Drawing conclusions based on these patterns is problematic because there are significant correlations among many of the categories on the left-hand side of the table. However, we can examine the partial associations of filing behavior with return characteristics through multiple regression analysis. The structure which our theory imposes on the data suggests we estimate a structural search model. However, we chose not to employ this procedure because of its difficulty in estimation and, in particular, the sensitivity of such models to errors-in-variables and omitted-variables bias. Wolpin [1987] and Engberg [1991] both demonstrate and comment on the complexity and sensitivity of this method.

As an alternative, we employ a Tobit regression. We eliminate from the sample all returns processed after April 30, in order to examine primarily those taxpayers who did not file late.(8) All our conclusions hold for this sample only, and do not take into account the phenomenon of late filers becoming procrastinators. However, our results do not change much if we set this cutoff date to, for example, December 31 or to April 22. We treat all returns processed on April 17th or later as if we did not know the true desired date of filing, but observed only that this date was constrained by the deadline.(9) The Tobit regression is weighted by the population weight of the individual.(10)

Table III presents the results of these regressions, both with and without a dummy variable for paid preparer status. With the exception of adjusted gross income and the presence of an Individual Retirement Account or Keogh plan, all the variables in Table III have estimated coefficients which are significantly different from zero at the 0.1% level.(11)

According to the results presented in Table III, filing later is associated with larger estimated payments and a larger balance due, and with using supplemental schedules (with the exception of Schedule F). The association with balance due provides some evidence of economic rationality and is consistent with model predictions. The magnitude of the coefficient is, however, small, suggesting that it takes an extra $4525 refund to speed up the filing of the return by one day. The positive coefficients on the supplemental schedules, which are interpreted as a dimension of complexity, are also consistent with model predictions. Filing earlier is associated with filing jointly, being 65 or older (also consistent with model predictions), and using either the Form 1040A or Form 1040EZ "short forms."

We refrain from drawing inferences from the coefficient on preparation mode (self-prepared or contracted out) because of taxpayer self-selection of this choice variable. The functional relationship between filing date and preparation mode may be further complicated by the potential endogeneity of preparation mode. It is possible that procrastinators resort to a paid preparer at the last minute in an attempt to file a timely return. In order to investigate the importance of these effects, we also offer reduced-form estimates of the model, excluding the preparer variable, in [TABULAR DATA FOR TABLE II OMITTED] [TABULAR DATA FOR TABLE III OMITTED] [TABULAR DATA FOR TABLE IV OMITTED] Table III. The coefficient estimates are virtually identical to those of the model with the preparer variable included, suggesting that the potential confounding effects of preparer choice are not large.

Table IV reports the results of estimating the basic equation separately for taxpayers who prepared their own return and for taxpayers who used a professional preparer. One striking difference emerges. Self-preparers are about 45 times more sensitive to the refund or balance due amount compared to taxpayers using professional preparers. A difference of only $280 (1000 divided by 3.57) is enough to induce a self-preparer to file a day earlier; much more than that is required for professionally prepared returns. Note in some cases the taxpayer may not have complete control over when the return is filed when a tax professional is involved.

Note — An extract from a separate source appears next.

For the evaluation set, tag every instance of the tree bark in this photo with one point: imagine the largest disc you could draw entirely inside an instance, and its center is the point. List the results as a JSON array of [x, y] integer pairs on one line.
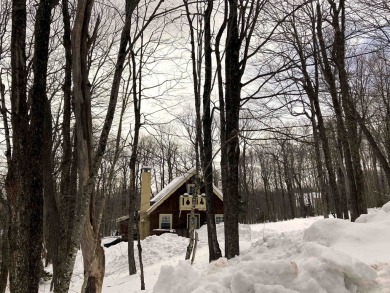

Partitioning the sample by tax balance (i.e., refund or tax due) controls for one of the most important determinants of filing date. Table V shows that, when this is done, gross income is positively associated with later filing in both groups. A larger refund accelerates filing, but a larger tax due has only a very small effect on postponing balance due returns. The filing acceleration effect of being elderly is seen to be much larger for tax due returns; the reverse is true for the acceleration effect of filing a 1040A or 1040EZ return. We also see that earlier filing by farmers appears to be only for those that have a balance due. Inexplicably, [TABULAR DATA FOR TABLE V OMITTED] for returns claiming refunds, farming is associated with later filing. The relationship between filing date and tax-favored savings plans also appears to depend on tax balance - a positive association is detected only for IRAs and only for refund returns, while a negative association exists for both IRAs and Keoghs for returns with tax due. Most of these relationships continue to hold across tax balance after controlling for preparation mode, as shown in Table VI.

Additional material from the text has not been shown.